Defense attorney and part time Uber driver Jesse Bright was stopped by two police officers in North Carolina who suspected him of carrying an illegal substance in his vehicle. When Bright started recording a video of the encounter, one of cops told him that filming them was illegal.
Little did he know that Bright was an attorney himself who was fully aware of his rights.
Sgt. Kenneth Becker told Bright that he had just taken his passenger from a known drug house. When Bright tried to explain that he was an Uber driver and did not personally know his passenger, beyond the information he received to pick him up from a particular location, the officers didn’t believe him.
They arrested the passenger, and constantly threatened the Uber driver to turn off his phone or wind up in jail. The cops also called for a K-9 to search his car completely.
“There’s a new law, you’re not allowed to record me,” Becker shot back.
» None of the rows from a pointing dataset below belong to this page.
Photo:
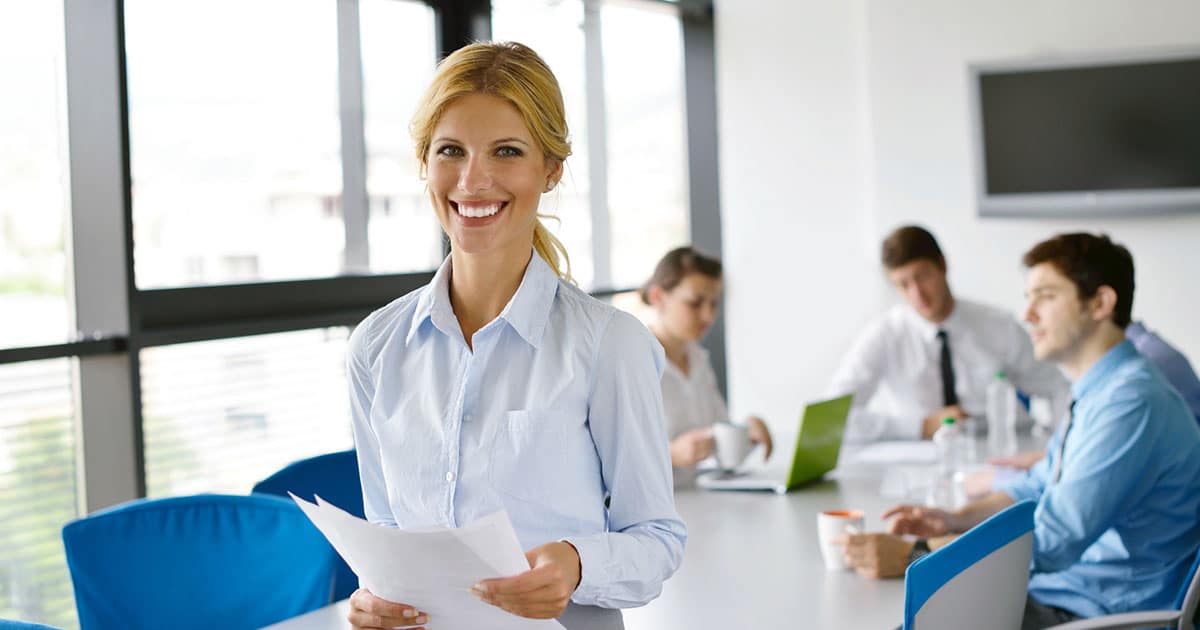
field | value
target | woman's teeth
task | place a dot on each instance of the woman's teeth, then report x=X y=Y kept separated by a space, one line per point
x=479 y=210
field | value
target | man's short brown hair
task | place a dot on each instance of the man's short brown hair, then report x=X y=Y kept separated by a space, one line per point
x=1090 y=262
x=907 y=244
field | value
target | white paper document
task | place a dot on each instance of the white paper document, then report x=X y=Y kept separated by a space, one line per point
x=430 y=569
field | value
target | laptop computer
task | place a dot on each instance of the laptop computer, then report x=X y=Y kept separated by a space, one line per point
x=817 y=442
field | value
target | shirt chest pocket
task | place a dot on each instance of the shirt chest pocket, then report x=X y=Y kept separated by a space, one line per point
x=541 y=456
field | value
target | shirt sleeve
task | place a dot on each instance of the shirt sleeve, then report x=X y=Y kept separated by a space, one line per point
x=861 y=373
x=1103 y=473
x=1031 y=484
x=643 y=546
x=715 y=402
x=366 y=442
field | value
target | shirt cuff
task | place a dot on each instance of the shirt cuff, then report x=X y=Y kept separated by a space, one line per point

When Bright asked him about the law, Becker did not have any answer, because he lied. Such a law doesn’t exist.
“I know the law. I’m an attorney so I would hope I would know the law,” Bright commented.
The cop still didn’t believe him: “And an Uber driver?”
Bright showed Becker his bar card, but a K-9 was still brought at the location to search the car. However, when they were unable to find any illegal substance, Bright was set free.
The attorney explained later that people believe whatever police say without knowing the law.
“If he’s willing to directly lie to me, and tell me you know this is against the law to film police, then it worries me you know most people when they’re given an order by an officer they don’t know that it’s an unlawful order.”
The Wilmington Police Department later published a statement that said taking photographs and videos of police men was a legal right of citizens.
A spokesman for one of the police departments involved in the incident reportedly confirmed that their officer would be counseled on how to handle such cases properly in the future.